El primer ministro peruano, Carlos Ferrero, fue el encargado de realizar el anuncio y aclarar que tras la desactivación de los servicios secretos, "una comisión especial analizará, en un plazo de 90 días, si conviene o no reestructurarla con un nuevo diseño".

Según Ferrero, la desactivación de la CNI incluye la clausura de su local, que funcionaba en la base del ex Servicio de Inteligencia Nacional (SIN), órgano que manejó "en la sombra" el ex asesor presidencial fujimorista, Vladimiro Montesinos.

El servicio de inteligencia de Perú estaba desprestigiado después de que Montesinos -preso en una base naval- fuera foco de un escándalo de corrupción que en 2000 causó la destitución del prófugo ex presidente, Alberto Fujimori.

En la década pasada, Montesinos montó desde los servicios secretos una red de espionaje desde la cual sobornó a políticos, empresarios, militares y funcionarios en favor del gobierno de Fujimori, según investigaciones judiciales.

El pasado sábado, Toledo designó al vicealmirante retirado Ricardo Arboccó como jefe de ese servicio secreto, el séptimo en el puesto en poco más de tres años, pero no duró ni dos días tras graves críticas por presunta participación en un caso de corrupción.

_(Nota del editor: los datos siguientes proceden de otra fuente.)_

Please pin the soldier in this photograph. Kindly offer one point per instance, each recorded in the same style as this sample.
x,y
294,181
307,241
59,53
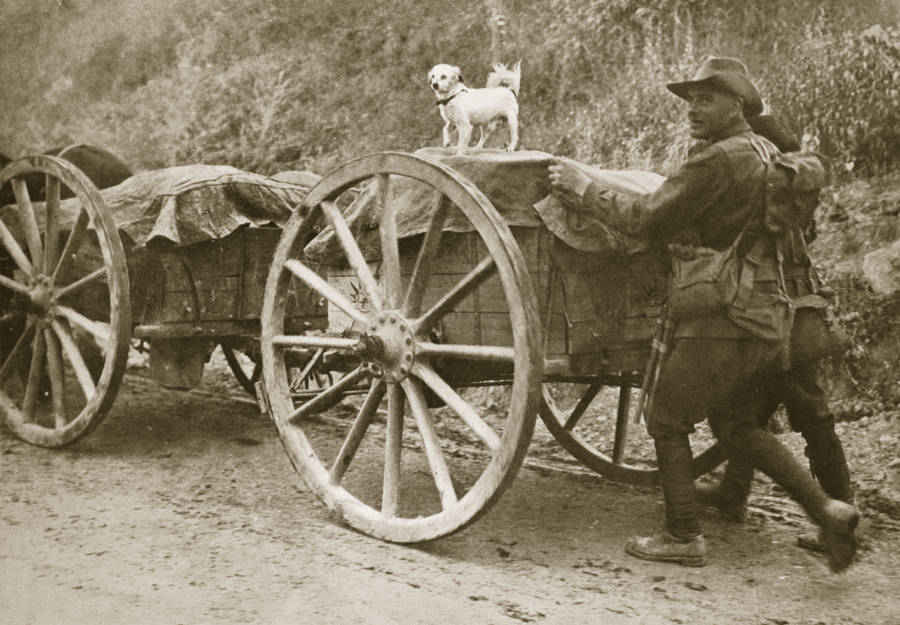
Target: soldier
x,y
799,389
717,361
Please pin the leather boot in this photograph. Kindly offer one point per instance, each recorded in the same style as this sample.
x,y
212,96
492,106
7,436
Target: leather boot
x,y
837,520
829,466
730,495
682,541
664,547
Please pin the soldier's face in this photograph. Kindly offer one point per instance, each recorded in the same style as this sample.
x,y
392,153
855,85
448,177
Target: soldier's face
x,y
711,112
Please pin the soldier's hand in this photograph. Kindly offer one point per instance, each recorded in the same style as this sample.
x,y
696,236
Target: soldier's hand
x,y
567,178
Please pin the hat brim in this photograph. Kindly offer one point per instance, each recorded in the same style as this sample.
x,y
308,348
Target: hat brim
x,y
735,85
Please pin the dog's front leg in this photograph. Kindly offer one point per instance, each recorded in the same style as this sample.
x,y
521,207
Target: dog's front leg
x,y
482,138
512,119
447,135
465,135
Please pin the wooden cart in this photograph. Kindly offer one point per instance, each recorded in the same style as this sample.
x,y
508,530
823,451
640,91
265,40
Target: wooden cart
x,y
459,334
74,298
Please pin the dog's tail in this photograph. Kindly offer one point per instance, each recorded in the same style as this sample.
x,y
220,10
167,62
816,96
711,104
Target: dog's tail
x,y
503,76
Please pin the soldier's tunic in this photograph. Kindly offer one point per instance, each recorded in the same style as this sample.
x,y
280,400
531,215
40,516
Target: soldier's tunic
x,y
714,367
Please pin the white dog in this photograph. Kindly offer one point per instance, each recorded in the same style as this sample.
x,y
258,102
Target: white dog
x,y
466,108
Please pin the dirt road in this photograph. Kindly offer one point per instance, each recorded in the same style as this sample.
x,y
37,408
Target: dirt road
x,y
183,508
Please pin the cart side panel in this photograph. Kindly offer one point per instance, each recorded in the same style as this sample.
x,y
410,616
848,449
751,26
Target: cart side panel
x,y
612,304
215,282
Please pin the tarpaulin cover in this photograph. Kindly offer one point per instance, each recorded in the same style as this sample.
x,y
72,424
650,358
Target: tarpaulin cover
x,y
517,185
190,204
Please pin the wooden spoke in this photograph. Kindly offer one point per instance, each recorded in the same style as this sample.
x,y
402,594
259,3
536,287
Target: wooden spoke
x,y
70,349
57,378
328,397
458,405
393,445
390,252
621,435
12,285
15,252
79,284
99,331
353,253
582,406
321,286
73,242
20,344
51,225
28,221
467,352
432,443
484,270
430,245
314,340
33,385
357,431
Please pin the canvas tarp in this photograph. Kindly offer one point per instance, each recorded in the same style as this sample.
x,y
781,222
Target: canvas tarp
x,y
189,204
517,185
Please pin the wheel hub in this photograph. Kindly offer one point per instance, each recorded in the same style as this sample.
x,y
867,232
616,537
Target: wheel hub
x,y
41,295
392,350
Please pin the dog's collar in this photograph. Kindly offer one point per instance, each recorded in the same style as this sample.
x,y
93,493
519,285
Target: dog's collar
x,y
446,100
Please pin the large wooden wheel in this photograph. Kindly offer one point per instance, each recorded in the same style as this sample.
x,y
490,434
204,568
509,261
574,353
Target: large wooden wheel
x,y
65,323
592,418
388,475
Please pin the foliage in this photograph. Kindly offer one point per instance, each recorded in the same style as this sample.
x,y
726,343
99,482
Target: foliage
x,y
281,84
846,86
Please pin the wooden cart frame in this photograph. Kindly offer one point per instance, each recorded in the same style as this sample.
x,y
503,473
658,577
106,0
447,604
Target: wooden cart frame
x,y
412,340
399,328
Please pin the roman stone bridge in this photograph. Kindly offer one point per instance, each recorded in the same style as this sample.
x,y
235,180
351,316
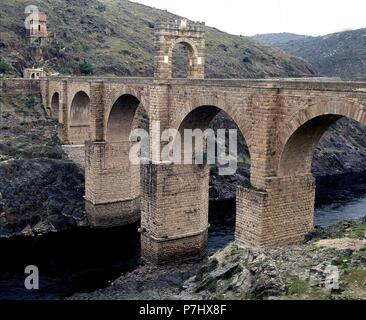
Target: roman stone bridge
x,y
281,121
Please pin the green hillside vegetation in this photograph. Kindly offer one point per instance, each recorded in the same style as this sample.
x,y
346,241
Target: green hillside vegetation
x,y
341,54
115,37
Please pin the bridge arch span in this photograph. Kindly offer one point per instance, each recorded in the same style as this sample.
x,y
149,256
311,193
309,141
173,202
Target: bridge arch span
x,y
180,192
306,128
121,117
55,105
79,118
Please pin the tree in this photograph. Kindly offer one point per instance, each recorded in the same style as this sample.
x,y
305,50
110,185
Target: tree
x,y
4,67
86,68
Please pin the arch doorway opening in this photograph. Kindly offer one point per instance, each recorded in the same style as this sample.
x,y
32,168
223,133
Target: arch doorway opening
x,y
182,60
80,118
332,147
218,186
55,105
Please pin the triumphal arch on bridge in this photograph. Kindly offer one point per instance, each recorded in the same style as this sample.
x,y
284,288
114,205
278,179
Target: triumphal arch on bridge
x,y
281,121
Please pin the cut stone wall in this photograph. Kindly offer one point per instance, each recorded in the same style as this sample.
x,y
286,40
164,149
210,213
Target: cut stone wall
x,y
281,215
174,212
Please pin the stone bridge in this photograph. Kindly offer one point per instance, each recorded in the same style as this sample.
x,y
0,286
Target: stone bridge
x,y
281,121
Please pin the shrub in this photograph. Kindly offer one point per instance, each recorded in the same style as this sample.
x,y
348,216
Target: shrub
x,y
4,67
86,68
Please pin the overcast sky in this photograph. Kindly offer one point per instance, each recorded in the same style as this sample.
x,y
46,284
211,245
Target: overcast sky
x,y
250,17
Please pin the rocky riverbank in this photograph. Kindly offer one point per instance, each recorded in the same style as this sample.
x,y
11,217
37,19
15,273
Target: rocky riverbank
x,y
40,190
331,264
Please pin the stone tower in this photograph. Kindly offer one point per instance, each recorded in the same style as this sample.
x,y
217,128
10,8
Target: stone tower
x,y
37,31
168,35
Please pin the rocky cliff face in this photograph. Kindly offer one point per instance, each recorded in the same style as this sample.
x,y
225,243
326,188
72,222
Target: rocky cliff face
x,y
318,269
40,190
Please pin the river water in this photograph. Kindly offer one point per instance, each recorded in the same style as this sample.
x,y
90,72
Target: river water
x,y
86,259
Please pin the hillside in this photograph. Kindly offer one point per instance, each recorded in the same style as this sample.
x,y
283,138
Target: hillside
x,y
341,54
277,39
116,38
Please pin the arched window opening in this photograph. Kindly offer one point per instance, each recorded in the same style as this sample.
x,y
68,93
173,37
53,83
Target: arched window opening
x,y
182,60
80,110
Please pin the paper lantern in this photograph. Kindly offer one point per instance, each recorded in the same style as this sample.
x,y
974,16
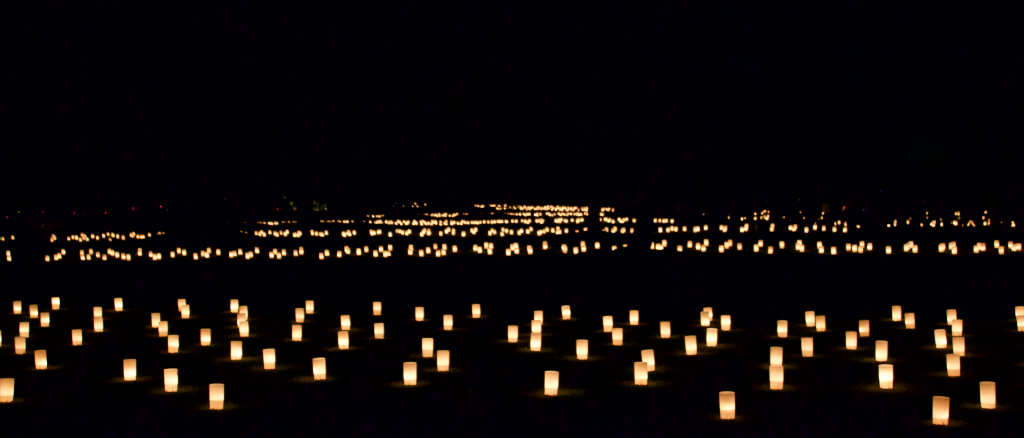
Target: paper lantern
x,y
690,342
864,327
535,342
885,376
216,396
40,359
640,373
320,368
129,369
648,356
775,377
807,347
583,349
987,395
776,356
172,344
409,373
727,404
6,390
712,337
952,364
269,358
551,383
940,410
236,350
171,380
958,345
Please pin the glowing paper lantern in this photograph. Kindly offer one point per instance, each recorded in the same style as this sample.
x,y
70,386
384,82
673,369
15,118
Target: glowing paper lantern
x,y
958,345
171,380
269,358
952,364
987,395
409,373
236,350
428,347
551,383
727,404
690,343
583,349
648,356
6,390
775,377
885,376
940,410
40,359
807,347
776,356
129,369
851,340
343,340
216,396
320,368
172,344
640,373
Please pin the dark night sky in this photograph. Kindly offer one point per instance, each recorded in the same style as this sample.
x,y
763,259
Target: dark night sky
x,y
685,102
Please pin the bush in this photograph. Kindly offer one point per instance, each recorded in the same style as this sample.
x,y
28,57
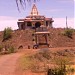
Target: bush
x,y
11,49
7,33
68,33
1,48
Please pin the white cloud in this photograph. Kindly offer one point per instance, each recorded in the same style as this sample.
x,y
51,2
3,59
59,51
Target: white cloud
x,y
61,22
66,1
12,22
53,10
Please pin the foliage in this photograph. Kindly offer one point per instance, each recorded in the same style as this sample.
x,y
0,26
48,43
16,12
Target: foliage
x,y
7,33
68,32
11,49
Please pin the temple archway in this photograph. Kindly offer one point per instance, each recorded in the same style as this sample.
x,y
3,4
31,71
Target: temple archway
x,y
37,24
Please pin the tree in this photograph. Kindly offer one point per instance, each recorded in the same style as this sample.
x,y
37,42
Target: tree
x,y
23,2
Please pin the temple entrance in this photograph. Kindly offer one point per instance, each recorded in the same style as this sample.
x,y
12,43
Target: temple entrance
x,y
37,24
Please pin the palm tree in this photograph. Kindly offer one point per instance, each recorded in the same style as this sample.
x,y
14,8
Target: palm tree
x,y
23,2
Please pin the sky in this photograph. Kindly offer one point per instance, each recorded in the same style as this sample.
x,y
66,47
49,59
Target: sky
x,y
56,9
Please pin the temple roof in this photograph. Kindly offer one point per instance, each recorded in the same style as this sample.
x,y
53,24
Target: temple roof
x,y
34,11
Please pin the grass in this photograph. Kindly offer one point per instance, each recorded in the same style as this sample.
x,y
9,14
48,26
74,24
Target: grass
x,y
40,61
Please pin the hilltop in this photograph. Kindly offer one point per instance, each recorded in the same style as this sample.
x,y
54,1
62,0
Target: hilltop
x,y
23,38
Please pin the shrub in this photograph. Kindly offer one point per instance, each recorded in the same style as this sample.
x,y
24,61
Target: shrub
x,y
68,33
11,49
7,33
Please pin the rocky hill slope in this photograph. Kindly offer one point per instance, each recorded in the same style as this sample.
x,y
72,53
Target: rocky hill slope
x,y
23,38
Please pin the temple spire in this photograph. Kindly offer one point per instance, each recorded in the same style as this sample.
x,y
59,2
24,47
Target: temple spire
x,y
34,11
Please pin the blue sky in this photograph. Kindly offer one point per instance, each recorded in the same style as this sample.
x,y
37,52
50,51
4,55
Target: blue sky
x,y
58,9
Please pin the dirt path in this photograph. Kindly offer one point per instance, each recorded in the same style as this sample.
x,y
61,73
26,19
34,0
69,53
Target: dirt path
x,y
8,63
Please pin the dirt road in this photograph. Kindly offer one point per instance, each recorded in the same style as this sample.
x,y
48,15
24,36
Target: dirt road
x,y
8,63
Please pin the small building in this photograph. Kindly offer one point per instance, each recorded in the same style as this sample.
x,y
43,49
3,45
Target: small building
x,y
34,20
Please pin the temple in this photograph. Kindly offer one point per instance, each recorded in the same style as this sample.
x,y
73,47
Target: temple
x,y
34,20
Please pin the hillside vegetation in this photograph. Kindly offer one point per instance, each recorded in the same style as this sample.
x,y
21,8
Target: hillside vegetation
x,y
23,38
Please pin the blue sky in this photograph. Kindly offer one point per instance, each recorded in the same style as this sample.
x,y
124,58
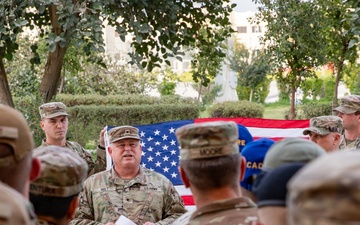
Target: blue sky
x,y
245,5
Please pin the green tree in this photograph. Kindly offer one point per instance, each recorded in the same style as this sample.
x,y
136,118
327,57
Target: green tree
x,y
292,40
159,29
251,68
353,17
339,38
12,20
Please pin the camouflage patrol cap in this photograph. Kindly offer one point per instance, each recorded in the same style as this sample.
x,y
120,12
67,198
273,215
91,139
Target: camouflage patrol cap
x,y
15,132
123,132
207,140
326,191
349,104
62,172
324,125
291,150
52,109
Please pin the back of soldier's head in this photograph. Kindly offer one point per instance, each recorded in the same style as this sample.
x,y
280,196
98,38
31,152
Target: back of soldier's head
x,y
61,178
209,154
291,150
16,145
326,191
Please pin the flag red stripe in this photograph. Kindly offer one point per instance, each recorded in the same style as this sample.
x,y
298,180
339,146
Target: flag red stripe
x,y
188,199
260,122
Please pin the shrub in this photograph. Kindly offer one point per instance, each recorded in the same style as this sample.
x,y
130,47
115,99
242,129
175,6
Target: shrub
x,y
86,120
237,109
311,109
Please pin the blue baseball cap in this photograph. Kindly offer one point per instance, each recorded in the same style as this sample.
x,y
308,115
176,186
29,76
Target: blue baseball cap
x,y
244,137
254,154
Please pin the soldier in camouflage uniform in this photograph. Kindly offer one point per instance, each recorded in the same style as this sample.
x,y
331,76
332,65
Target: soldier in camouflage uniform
x,y
17,165
349,112
141,195
211,166
325,131
54,122
326,191
55,192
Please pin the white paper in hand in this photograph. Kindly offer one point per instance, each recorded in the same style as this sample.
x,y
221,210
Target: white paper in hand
x,y
124,221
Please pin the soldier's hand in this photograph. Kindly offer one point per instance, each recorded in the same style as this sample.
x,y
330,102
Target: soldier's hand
x,y
102,141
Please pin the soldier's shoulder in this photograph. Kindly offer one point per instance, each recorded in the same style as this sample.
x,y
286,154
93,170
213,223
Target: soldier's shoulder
x,y
153,175
13,206
73,144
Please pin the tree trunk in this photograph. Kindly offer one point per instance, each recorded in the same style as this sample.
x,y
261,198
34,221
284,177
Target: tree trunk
x,y
5,94
200,89
62,81
52,74
292,103
337,81
251,94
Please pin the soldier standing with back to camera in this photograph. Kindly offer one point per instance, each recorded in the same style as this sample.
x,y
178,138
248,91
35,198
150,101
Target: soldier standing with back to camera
x,y
212,167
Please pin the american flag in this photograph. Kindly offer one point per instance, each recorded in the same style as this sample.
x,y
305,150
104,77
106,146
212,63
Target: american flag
x,y
160,149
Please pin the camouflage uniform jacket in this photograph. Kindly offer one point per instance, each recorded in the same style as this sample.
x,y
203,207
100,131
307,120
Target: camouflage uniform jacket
x,y
226,212
94,167
20,211
353,145
148,197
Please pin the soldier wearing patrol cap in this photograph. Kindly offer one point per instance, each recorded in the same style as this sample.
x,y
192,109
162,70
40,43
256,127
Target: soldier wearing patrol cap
x,y
54,122
325,131
349,112
141,195
17,165
54,193
212,167
326,191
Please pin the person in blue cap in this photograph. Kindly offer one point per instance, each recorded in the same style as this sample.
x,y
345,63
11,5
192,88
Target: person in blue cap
x,y
254,153
244,137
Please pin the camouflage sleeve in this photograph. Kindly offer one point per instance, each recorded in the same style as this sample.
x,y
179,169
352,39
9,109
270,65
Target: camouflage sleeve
x,y
84,215
174,206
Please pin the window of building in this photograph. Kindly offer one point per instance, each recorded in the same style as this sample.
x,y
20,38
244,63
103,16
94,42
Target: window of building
x,y
256,29
241,29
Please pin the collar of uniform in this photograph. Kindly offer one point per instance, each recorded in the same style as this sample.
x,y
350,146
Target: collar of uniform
x,y
139,179
241,202
43,143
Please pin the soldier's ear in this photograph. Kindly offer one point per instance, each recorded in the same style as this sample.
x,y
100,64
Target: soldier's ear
x,y
35,169
109,150
72,208
184,177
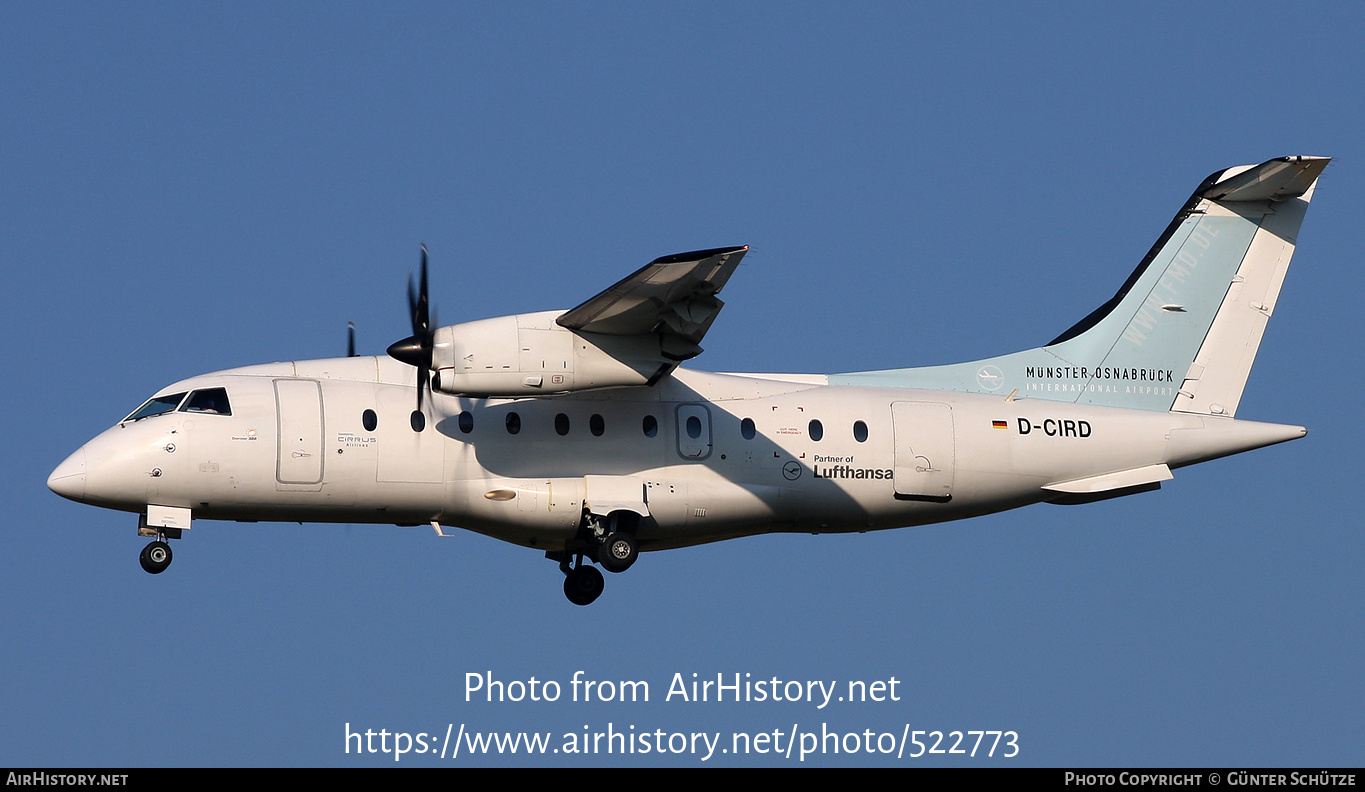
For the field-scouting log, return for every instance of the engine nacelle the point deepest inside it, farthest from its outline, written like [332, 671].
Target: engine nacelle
[530, 355]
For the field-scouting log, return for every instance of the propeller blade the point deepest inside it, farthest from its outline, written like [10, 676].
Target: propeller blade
[417, 348]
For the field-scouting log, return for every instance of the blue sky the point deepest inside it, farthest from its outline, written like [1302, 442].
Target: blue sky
[195, 187]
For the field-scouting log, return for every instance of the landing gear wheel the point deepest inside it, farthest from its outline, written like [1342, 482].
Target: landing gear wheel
[156, 557]
[619, 552]
[583, 585]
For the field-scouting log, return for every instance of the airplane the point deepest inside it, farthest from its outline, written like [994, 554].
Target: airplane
[579, 434]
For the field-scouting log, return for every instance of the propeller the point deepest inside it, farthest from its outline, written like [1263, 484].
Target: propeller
[417, 348]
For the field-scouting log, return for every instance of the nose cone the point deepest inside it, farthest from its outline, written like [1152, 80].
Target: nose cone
[68, 479]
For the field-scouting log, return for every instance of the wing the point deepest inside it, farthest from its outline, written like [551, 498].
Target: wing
[672, 297]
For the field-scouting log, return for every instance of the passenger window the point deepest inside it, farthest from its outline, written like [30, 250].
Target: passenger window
[157, 406]
[210, 402]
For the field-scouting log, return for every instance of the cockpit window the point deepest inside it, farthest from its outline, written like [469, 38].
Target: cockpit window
[212, 400]
[157, 406]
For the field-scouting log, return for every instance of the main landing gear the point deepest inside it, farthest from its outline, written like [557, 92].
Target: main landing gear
[612, 542]
[156, 557]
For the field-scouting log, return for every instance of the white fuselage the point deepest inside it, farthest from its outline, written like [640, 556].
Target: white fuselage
[699, 456]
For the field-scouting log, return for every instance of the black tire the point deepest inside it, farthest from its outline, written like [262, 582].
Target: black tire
[583, 585]
[156, 557]
[617, 552]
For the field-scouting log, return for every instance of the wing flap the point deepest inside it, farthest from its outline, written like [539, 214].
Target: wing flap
[673, 297]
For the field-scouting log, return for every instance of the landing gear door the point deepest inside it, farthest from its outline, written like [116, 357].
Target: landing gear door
[614, 493]
[923, 449]
[299, 414]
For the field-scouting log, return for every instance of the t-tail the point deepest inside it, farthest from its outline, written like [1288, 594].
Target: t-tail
[1184, 329]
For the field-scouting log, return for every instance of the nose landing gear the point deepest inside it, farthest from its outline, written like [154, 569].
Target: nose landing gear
[156, 557]
[583, 585]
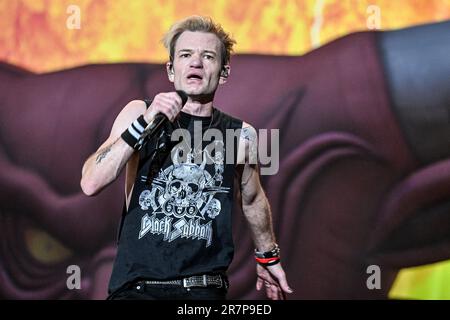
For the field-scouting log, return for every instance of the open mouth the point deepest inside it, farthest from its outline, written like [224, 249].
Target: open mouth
[194, 77]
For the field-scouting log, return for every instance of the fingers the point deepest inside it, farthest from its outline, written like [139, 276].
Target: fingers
[273, 291]
[259, 284]
[168, 103]
[278, 272]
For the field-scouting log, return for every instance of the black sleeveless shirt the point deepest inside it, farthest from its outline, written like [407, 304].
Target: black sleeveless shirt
[178, 222]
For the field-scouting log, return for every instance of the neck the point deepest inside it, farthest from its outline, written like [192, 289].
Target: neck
[198, 108]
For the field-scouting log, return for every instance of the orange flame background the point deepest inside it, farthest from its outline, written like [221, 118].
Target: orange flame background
[35, 34]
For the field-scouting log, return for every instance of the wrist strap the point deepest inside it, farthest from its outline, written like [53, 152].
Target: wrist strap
[268, 258]
[132, 135]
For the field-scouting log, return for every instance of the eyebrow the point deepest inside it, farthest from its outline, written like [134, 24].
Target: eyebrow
[190, 51]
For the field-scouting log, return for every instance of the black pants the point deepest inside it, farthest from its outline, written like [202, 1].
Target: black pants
[167, 292]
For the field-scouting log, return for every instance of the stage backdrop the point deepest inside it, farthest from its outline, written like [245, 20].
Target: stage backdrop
[52, 35]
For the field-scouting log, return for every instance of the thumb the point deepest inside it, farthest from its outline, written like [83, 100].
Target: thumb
[259, 283]
[284, 285]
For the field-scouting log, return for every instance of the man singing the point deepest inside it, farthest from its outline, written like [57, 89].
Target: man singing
[175, 239]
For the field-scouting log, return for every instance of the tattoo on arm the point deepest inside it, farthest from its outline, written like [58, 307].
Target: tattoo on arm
[102, 155]
[251, 141]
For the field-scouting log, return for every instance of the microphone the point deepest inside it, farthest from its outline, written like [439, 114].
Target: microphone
[159, 120]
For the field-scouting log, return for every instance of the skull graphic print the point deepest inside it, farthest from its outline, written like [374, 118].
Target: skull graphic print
[181, 200]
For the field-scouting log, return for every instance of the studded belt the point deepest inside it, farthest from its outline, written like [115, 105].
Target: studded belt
[205, 280]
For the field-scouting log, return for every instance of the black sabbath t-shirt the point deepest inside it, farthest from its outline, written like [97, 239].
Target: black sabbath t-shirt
[178, 222]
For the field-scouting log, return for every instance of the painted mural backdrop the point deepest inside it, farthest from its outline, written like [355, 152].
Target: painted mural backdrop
[47, 35]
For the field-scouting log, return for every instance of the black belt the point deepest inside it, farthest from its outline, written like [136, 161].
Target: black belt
[203, 281]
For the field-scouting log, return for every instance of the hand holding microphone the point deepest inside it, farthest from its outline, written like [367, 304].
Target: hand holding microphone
[165, 107]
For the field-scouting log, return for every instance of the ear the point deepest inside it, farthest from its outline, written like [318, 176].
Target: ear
[224, 74]
[170, 73]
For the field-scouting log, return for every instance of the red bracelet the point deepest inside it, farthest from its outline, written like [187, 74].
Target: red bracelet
[268, 261]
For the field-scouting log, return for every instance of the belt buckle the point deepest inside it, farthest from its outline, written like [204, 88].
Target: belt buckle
[195, 281]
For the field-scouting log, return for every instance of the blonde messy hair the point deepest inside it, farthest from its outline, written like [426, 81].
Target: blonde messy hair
[201, 24]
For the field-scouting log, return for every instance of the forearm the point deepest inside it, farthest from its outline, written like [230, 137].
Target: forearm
[104, 166]
[258, 214]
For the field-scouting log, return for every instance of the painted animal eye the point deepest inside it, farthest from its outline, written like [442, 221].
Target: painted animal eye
[45, 248]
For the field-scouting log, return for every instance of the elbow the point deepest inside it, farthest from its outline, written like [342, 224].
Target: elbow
[89, 187]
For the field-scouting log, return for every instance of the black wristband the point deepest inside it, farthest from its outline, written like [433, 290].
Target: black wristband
[274, 253]
[132, 135]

Arboccó, junto a otros funcionarios, enfrenta un juicio por aprobar, cuando era director de un fondo de pensiones militar y policial en 1996, la compra de un terreno por el cual se pagaron 5,4 millones de dólares por encima de su precio real, de acuerdo a fuentes judiciales.

El ahora ex jefe del CNI reemplazó al general retirado Daniel Mora, quien renunció el último jueves cuando se reveló que funcionarios a su cargo tramaban, presuntamente, un complot contra el ministro de Interior, Fernando Rospipiosi, señalado por algunos como el funcionario más popular del gobierno.

Mientras se decide cómo se sustituirá definitivamente al servicio de espionaje, las tareas de información de seguridad serán asumidas por las Fuerzas Armadas y la Policía Nacional.